Jungle Books, una biblioteca improvvisata nel campo profughi di Calais

Al pari della sicurezza e del nutrimento, la lettura diventa quasi una necessità nei campi dei profughi siano essi rifugiati di guerra o comunità colpite da un terribile cataclisma naturale che cercano di sopravvivere
Calais, una biblioteca improvvisata nel luogo dell’emergenza

MILANO –Sono diversi i casi di biblioteche improvvisate nei luoghi di crisi umanitaria. Il sito inglese TheGuardian.com ha parlato di questo fenomeno sempre più frequente. Oggi analizziamo la situazione di Calais in Francia, dove le autorità stimano la presenza di circa 3000 rifugiati.
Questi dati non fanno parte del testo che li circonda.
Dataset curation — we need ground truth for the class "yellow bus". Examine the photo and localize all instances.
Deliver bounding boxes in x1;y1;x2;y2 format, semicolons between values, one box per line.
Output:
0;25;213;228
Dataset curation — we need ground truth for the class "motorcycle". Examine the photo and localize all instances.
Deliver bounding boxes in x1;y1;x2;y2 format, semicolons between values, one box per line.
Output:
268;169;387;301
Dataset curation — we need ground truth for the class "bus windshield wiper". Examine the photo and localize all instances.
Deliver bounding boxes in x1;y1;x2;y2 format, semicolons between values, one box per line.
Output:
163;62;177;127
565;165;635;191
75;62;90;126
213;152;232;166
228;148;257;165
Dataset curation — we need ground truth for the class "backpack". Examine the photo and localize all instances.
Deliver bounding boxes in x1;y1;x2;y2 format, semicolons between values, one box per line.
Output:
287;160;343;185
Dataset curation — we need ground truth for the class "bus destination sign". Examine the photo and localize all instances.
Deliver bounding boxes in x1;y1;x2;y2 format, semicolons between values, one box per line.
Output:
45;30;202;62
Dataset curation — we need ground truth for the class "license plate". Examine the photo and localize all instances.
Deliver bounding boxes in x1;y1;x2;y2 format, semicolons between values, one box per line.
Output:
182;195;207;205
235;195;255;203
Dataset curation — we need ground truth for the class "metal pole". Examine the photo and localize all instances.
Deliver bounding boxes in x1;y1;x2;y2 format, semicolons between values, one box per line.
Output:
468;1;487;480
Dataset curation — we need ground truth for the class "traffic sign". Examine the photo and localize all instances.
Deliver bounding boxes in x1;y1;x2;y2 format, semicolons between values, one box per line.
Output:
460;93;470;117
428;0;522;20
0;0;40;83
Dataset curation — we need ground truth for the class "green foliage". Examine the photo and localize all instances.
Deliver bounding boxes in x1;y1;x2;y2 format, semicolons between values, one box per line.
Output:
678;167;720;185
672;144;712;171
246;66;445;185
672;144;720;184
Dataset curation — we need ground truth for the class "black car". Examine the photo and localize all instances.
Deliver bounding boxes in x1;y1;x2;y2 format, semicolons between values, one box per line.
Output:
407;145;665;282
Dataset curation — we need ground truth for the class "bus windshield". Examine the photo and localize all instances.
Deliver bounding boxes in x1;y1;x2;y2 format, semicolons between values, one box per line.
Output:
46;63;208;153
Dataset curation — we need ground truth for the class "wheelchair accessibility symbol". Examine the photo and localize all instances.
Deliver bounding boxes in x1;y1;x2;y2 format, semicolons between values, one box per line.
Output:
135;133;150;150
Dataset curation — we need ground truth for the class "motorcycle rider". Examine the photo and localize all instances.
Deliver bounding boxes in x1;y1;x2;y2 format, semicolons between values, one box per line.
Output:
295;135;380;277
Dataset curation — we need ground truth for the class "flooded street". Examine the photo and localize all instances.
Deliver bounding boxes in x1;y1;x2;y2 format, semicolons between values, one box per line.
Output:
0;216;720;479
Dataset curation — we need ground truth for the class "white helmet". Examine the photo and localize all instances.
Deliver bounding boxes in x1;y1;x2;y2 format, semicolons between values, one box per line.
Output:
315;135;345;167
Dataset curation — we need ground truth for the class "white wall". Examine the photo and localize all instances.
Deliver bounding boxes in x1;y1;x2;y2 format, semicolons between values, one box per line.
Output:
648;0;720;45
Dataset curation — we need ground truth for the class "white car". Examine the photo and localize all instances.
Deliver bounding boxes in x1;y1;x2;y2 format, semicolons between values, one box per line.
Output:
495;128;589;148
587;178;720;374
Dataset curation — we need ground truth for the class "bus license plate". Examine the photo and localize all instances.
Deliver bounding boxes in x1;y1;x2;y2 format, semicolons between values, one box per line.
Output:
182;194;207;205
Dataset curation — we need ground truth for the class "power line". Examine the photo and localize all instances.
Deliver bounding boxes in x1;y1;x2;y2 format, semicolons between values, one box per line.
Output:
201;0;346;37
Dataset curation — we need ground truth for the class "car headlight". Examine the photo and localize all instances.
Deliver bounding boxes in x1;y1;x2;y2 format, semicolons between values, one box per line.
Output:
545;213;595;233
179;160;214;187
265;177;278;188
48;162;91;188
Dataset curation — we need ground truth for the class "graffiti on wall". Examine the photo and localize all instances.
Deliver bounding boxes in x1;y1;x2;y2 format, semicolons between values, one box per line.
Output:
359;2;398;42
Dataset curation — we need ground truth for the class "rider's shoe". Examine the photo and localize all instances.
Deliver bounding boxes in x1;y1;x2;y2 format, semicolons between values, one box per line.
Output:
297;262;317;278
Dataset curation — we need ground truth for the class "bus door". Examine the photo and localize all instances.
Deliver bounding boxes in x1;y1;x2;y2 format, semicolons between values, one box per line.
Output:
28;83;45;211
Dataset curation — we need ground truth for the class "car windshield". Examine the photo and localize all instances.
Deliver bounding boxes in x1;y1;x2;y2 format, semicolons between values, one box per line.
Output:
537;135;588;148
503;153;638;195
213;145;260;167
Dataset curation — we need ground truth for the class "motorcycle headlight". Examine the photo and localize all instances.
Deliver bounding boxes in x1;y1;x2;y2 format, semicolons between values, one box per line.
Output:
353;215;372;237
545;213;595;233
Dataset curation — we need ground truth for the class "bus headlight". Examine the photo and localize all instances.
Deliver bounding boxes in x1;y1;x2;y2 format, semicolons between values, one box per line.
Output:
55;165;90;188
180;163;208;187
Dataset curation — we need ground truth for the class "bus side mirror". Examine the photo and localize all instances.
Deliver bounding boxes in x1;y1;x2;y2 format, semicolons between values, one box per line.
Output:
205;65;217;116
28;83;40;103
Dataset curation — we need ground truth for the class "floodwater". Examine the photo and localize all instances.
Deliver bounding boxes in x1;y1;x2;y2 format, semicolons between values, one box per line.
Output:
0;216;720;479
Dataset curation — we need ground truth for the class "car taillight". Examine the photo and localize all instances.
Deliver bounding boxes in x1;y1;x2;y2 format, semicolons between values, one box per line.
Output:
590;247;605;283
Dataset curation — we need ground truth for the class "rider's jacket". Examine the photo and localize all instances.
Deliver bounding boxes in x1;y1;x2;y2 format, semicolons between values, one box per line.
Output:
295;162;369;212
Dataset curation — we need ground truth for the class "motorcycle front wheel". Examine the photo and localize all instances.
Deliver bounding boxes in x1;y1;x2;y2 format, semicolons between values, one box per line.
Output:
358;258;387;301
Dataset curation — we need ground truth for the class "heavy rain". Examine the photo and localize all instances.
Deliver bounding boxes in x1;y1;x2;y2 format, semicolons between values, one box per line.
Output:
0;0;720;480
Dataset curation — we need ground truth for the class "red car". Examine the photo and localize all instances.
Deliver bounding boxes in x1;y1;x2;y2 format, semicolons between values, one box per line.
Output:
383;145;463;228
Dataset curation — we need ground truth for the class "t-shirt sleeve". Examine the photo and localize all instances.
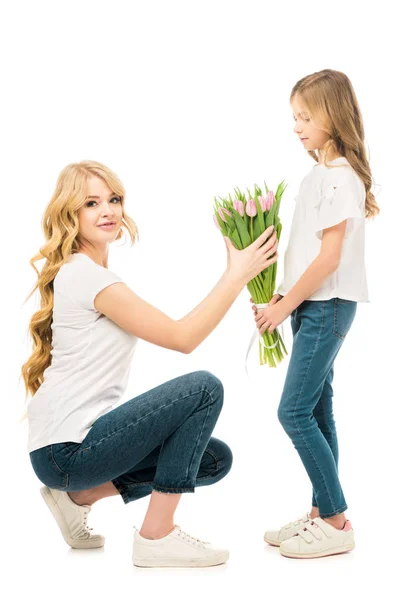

JUNGLE BOOKS – Il campo rifugiati Jungle di Calais, aperto dall’inizio del 2015, è diventato uno dei più grandi campi rifugiati nell’Europa Occidentale. La libreria è solo uno dei servizi essenziali offerti dal campo. Una insegnante inglese, Mary Jones, ha avuto la fantastica idea di aprire una biblioteca all’interno del campo che ha chiamato Jungle Books.

L’IDEA – “Volevo iniziare qualcosa che potesse dare un aiuto reale e concreto, molte persone in questo campo sono educate e ben istruite – ha detto Mary Jones – Vogliono migliorare e leggere libri che gli possano insegnare l’inglese, a riempire documenti e a rispondere agli annunci di lavoro.”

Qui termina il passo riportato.